Biweekly Contest 175

Contest Information

Field Value
Date January 31, 2026
Time 21:30 UTC
Duration 90 minutes
Contest Link LeetCode

Problems

Q1. Reverse Letters Then Special Characters in a String

Field Value
Difficulty Easy
Points 3
Link LeetCode

Problem Description

You are given a string s consisting of lowercase English letters and special characters.

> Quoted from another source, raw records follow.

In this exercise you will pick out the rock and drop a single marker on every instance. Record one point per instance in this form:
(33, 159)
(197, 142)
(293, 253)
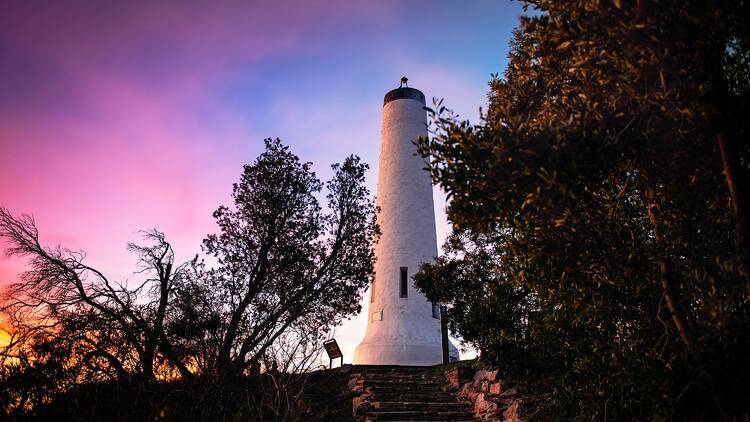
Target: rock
(361, 405)
(511, 414)
(468, 393)
(495, 388)
(509, 392)
(452, 378)
(483, 406)
(356, 384)
(484, 375)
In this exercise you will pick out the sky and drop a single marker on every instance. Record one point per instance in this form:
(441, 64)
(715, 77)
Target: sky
(120, 116)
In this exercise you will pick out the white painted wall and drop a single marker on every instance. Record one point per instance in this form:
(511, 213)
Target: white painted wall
(407, 333)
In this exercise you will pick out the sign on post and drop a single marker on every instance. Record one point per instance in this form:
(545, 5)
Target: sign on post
(332, 348)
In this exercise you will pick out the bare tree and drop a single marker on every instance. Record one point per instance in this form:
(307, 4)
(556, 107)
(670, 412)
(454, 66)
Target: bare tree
(114, 329)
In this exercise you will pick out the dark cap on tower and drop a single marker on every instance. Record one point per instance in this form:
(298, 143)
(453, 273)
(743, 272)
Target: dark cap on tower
(403, 91)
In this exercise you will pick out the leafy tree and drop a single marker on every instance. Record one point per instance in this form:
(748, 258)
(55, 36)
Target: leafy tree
(605, 178)
(282, 261)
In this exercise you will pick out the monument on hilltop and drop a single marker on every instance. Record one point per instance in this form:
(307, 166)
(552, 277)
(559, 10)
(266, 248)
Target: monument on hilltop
(403, 327)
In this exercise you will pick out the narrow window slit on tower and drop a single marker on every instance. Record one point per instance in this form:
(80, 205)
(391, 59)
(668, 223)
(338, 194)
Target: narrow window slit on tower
(404, 282)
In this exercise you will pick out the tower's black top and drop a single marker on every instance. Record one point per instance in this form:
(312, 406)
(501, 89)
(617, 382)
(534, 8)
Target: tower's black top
(405, 92)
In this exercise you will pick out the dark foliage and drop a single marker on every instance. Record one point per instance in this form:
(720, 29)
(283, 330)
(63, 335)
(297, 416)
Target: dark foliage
(601, 210)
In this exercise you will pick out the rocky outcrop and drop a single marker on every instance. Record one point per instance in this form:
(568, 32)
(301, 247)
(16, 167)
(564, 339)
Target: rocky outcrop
(490, 399)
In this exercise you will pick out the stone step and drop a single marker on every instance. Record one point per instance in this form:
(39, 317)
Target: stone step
(406, 415)
(422, 405)
(413, 396)
(409, 385)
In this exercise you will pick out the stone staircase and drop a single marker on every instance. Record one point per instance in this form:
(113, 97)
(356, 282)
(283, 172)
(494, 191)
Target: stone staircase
(410, 393)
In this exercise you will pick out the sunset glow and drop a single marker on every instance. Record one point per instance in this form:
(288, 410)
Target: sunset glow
(131, 115)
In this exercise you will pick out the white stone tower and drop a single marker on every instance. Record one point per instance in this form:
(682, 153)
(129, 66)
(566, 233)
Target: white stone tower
(403, 326)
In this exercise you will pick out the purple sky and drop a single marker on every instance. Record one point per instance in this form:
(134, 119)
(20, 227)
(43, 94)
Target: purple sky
(120, 116)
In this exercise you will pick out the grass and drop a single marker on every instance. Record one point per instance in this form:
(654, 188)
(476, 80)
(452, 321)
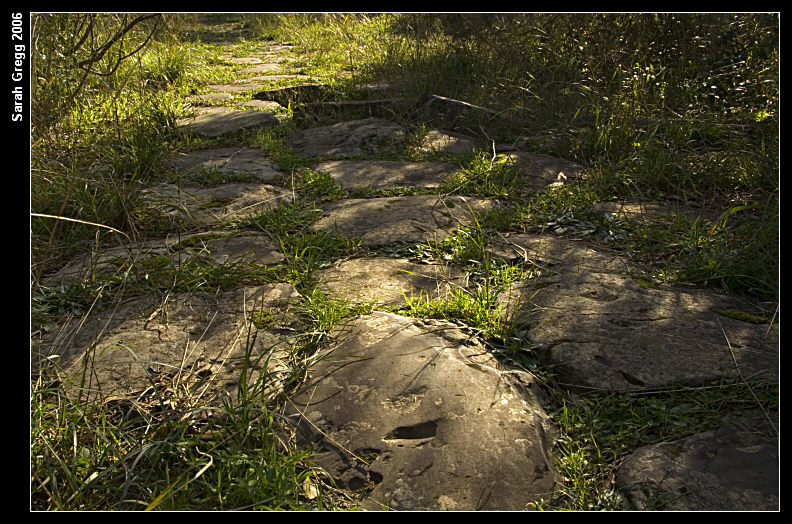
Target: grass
(679, 110)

Your task is to perform these in order:

  • Reverse the lowercase letters and place them back into the positions originally occupied by letters.
  • Reverse the special characters and place them back into the positions originally occupied by special characters.

Return the resulting string after performing the reversals.

Example 1:

Input: s = “)ebc#da@f(“

Output: “(fad@cb#e)”

Constraints:

  • 1 <= s.length <= 100
  • s consists only of lowercase English letters and the special characters in "!@#$%^&*()".
💡 Hints & Approach

Key Insight: Separate letters and special characters, reverse each group, then reassemble.

Hint 1: Extract all letters in order, extract all special characters in order.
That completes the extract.